Specializes in Vents, Telemetry, Home Care, Home infusion.
. My mom thinks we need to let him know that it is okay to go. I just do not know how to do this, the words are not easy to speak and I don't want to speak them. .... I know it is going to be soon and I am not ready!!!

Thanks for listening

Thanks for the update. I've been in your shoes with my MIL and 2 grandmothers.

Last Thursday, my DS and I visited my parents night of his Sr Ball to show off him in a tux---took pictures with mom and dad. My mother end stage CHF/COPD told me she won't live to see him graduate; reminded her he graduates June 15th and it's only 2 weeks away. She had bargained with him and God 1 1/2 years ago that she would live to see him graduate and had refused Hospice at that time.

Even though I can see her subtle decline and periods of confusion, & had encouraged hospice, it was still a shock to hear her say those words.

What I learned to say is: It's OK to go.

We'll be sad and miss you but have tons of memories in our heart to carry us though the difficult days ---along with pictures.

Saying those words is a gift to your loved one and helps release them from this life making passage easier for them.
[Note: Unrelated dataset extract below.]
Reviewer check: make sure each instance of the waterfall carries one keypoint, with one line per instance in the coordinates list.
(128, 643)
From my hospice days, supporting families while they said those words, often family and I would comment later that you could see the patient visibly relax. Pain at times seemed to lessen.

If you can not summon the courage to say those few words, that's ok too. Letting go is the hardest thing --- remember death/divorce #1 stressors in our lives. From your post, I see signs that your dad is actively dying; it is a process and may occur in just few weeks, if that. Now is the time to say the things you DO want him to hear, send a card, funny story, piece of your heart. Doing so will help both of you through this event.
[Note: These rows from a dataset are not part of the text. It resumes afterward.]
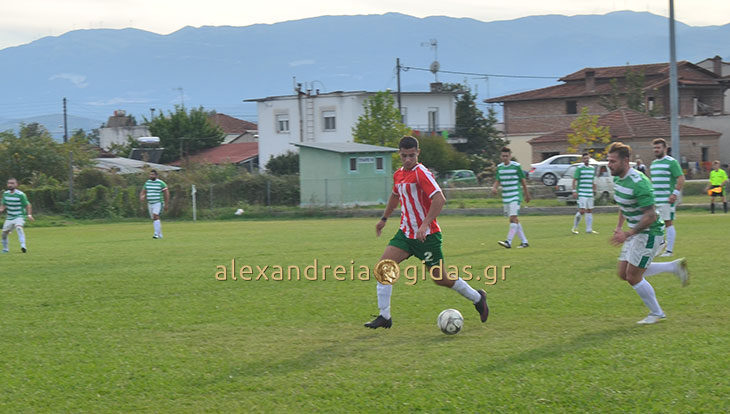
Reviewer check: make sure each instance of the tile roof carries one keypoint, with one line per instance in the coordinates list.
(231, 125)
(626, 124)
(224, 154)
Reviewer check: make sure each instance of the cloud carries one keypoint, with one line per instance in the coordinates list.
(302, 62)
(78, 80)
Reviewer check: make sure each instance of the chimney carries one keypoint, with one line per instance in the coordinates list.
(590, 80)
(717, 65)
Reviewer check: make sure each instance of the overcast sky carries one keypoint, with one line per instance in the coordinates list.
(22, 21)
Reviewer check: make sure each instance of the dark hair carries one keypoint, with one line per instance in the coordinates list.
(623, 150)
(408, 142)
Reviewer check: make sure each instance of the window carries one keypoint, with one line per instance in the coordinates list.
(433, 119)
(282, 123)
(329, 120)
(379, 163)
(571, 107)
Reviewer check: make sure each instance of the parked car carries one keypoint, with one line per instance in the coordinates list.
(551, 169)
(458, 178)
(604, 183)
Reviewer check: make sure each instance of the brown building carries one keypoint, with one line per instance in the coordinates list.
(549, 109)
(637, 130)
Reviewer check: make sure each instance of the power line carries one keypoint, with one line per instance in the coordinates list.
(482, 74)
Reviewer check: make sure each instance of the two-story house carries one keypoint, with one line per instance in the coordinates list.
(313, 117)
(537, 112)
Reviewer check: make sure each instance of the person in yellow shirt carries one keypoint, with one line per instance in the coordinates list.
(718, 179)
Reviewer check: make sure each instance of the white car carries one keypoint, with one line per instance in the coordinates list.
(604, 183)
(550, 170)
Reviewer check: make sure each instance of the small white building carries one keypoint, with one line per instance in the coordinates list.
(314, 117)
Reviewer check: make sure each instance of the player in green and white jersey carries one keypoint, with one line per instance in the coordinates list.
(158, 197)
(584, 187)
(643, 241)
(17, 208)
(512, 179)
(667, 180)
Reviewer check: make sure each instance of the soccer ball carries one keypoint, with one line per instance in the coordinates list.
(450, 321)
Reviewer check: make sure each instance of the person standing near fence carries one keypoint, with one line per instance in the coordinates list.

We here with our big shoulders when you need to vent/cry. Glad you find some comfort in venting.

Karen

Specializes in Education, FP, LNC, Forensics, ED, OB.
I know I havent posted in awhile. I am finally done with school and will be taking my PN boards in 3 weeks.
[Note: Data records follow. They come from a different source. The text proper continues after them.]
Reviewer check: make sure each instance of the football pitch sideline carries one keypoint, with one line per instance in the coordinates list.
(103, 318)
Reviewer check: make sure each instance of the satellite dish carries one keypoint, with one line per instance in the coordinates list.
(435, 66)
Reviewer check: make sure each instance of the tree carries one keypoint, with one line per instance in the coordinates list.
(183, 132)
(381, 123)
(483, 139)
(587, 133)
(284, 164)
I think my dad is at the end. He is starting to get hypotensive. His BP's are ranging anywhere from 105/56 to 76/46. His pulse is in the 80's. He is experiencing alot more pain in his abdomen and is unable to get comftorable. He refuses to take any morphine (I suppose this really signals the end in his mind) but he is taking 2 norco every 3 hours. He told my mom that his head feels foggy and he is dizzy all the time. He can hardly even make it from the chair to the bed anymore, but he is a fighter and he is fighting with eveything he has. My mom thinks we need to let him know that it is okay to go. I just do not know how to do this, the words are not easy to speak and I don't want to speak them. He always looks forward to talking to me on the phone, but last night he told my mom that he was just too tired. I understand but this is not him, he always talks to me and believe me he loves to talk! About 2 weeks ago he told me he had the feeling that he was sitting way up in the sky and that he was looking all around him and could see for miles. He said he wasnt afraid because it was so peacful. But, my mom came into his room and saw him sitting on the side of the bed just staring and she touched him on the shoulder and called his name and he said this is when he realized that he was in the bedroom. I know that people can experience episodes like this when the end is near. I know it is going to be soon and I am not ready!!!

Thanks for listening

Hi, nd_mom,

Just wanted to let you know that I've been thinking about you. You will find a way to say goodbye. I did. It is hard ~ one of the hardest things I ever did.

I'll continue to have you in my prayers as well as your father.